Kort na de aanname van de motie door uw Kamer, heeft de minister van Justitie dit met mij besproken. Naar aanleiding van dit gesprek en de motie wil ik u per brief informeren over de inspanningen die Nederland reeds heeft geleverd, de verbeterde procedures en over wat Nederland nog voornemens te doen is.

Maatregelen op EU-niveau

In de Europese Unie is de afgelopen periode veel werk verzet om de procedures te verbeteren. Nederland heeft daarin een actieve rol gespeeld en constructieve bijdragen geleverd. Vanuit het reeds langer levende besef binnen de Raad dat de rechtsbescherming van op de EU-lijst geplaatste personen en organisaties versterking behoefde, is gewerkt aan de verbetering van de onderbouwing van de voordracht en de verbetering van het informeren van de getroffen organisaties, groepen of personen over de plaatsing op of de verwijdering van de EU-lijst van personen en organisaties met banden met terrorisme, alsmede de bezwaarmogelijkheden voor betrokkenen. Hiermee zijn getroffenen beter in staat zich te verweren, aangezien zij dan weten wat de belastende elementen voor hun plaatsing zijn. Deze verbeteringen betreffen eveneens de procedures voor de halfjaarlijkse herziening van de lijst, waarvoor Nederland zich ook heeft ingezet.

Op 12 december 2006 heeft het Gerecht van Eerste Aanleg uitspraak gedaan in de zaak van de Mujahedin-e Khalq Organisation (MKO) tegen de Raad. Het Gerecht heeft daarin geconcludeerd dat de procedures voor de totstandkoming van de EU-lijst onvoldoende beantwoorden aan de vereisten van effectieve rechtsbescherming, de motiveringsplicht en de rechten van verdediging (hoor en wederhoor). Met de in gang gezette verbeteringen heeft de Raad de punten van kritiek van het Gerecht ondervangen. Mogelijk worden de komende tijd echter nog verdere wijzigingen doorgevoerd.

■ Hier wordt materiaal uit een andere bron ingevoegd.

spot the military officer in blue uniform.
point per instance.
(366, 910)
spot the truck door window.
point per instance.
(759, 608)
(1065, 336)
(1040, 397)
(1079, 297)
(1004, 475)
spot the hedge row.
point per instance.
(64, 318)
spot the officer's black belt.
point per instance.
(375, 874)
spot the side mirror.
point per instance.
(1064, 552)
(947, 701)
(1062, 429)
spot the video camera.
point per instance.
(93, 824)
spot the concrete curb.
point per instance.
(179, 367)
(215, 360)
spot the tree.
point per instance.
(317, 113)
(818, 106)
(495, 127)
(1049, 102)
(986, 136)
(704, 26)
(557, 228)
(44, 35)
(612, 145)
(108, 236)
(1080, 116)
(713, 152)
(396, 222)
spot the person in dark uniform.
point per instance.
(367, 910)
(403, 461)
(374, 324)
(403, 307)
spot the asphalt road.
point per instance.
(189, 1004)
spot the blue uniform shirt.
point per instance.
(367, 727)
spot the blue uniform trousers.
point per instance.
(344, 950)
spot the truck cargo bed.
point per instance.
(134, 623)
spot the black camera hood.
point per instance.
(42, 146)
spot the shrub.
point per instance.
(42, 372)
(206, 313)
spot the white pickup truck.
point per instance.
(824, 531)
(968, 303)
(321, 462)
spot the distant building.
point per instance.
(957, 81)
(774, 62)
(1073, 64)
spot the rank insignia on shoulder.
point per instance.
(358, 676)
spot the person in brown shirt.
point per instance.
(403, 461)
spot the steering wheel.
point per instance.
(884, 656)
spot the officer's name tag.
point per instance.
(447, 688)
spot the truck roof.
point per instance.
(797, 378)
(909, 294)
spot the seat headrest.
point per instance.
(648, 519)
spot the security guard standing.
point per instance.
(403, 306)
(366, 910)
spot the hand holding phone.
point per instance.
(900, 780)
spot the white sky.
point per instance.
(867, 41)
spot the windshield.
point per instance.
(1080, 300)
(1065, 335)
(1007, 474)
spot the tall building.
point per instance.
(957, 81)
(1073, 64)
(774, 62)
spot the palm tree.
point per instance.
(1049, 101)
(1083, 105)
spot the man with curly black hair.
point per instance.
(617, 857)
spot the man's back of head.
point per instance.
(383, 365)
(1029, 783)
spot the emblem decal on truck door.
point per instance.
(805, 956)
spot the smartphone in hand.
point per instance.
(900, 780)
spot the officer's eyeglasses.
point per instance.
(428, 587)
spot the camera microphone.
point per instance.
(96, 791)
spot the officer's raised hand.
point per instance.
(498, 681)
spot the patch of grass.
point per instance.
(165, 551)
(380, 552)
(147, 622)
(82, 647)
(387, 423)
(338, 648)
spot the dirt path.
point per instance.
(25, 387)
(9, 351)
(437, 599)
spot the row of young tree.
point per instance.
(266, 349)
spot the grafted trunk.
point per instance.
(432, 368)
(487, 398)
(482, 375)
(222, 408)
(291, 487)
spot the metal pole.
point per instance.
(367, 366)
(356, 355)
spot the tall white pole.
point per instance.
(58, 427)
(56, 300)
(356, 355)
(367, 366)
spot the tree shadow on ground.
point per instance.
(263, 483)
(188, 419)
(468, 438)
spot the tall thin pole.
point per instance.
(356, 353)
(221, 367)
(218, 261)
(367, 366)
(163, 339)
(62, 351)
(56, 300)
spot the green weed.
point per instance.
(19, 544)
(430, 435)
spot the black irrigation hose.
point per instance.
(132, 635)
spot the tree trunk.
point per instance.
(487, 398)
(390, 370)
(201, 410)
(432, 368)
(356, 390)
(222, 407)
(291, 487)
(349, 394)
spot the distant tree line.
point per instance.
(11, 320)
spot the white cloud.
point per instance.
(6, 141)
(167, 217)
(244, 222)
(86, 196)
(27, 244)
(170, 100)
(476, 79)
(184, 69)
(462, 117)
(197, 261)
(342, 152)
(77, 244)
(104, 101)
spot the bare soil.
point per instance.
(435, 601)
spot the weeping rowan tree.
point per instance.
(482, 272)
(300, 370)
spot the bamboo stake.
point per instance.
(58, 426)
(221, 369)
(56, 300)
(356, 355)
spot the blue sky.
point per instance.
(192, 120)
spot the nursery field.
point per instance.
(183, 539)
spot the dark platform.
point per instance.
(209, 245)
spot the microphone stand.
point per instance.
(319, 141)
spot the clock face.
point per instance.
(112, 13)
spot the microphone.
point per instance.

Op basis van de vernieuwde procedures, zijn op 28 december 2006 in het Publicatieblad van de EU namen van personen en organisaties bekendgemaakt die zijn toegevoegd aan de lijst van personen en organisaties met banden met terrorisme. Deze toevoegingen zijn gepubliceerd en toegelicht in het Publicatieblad (Besluit 2006/1008/EG, van 21 december 2006 gepubliceerd in L 379/123 en kennisgeving 2006/C 320/02 gepubliceerd in C 320/3). Hiermee is de Raad tegemoetgekomen aan de procedurele waarborgen zoals geformuleerd door het Gerecht. In het Publicatieblad is kort aangegeven waarom deze namen zijn toegevoegd, zonder dat informatie nodeloos de privacy van de betrokkenen schendt. Bovendien zijn de betrokkenen, voor zover zij traceerbaar zijn, individueel in meer detail op de hoogte gesteld van de redenen. Degenen die niet persoonlijk benaderd kunnen worden, kunnen zich tot de Raad wenden om deze informatie te verkrijgen. Indien de personen en organisaties dat wensen, hebben zij de mogelijkheid om hun visie op deze maatregel kenbaar te maken aan de Raad, daarbij argumenten aan te dragen die hun visie onderbouwen en de Raad om heroverweging vragen. Ook kunnen betrokkenen beroep tegen plaatsing aantekenen bij het Gerecht van eerste aanleg van de EG.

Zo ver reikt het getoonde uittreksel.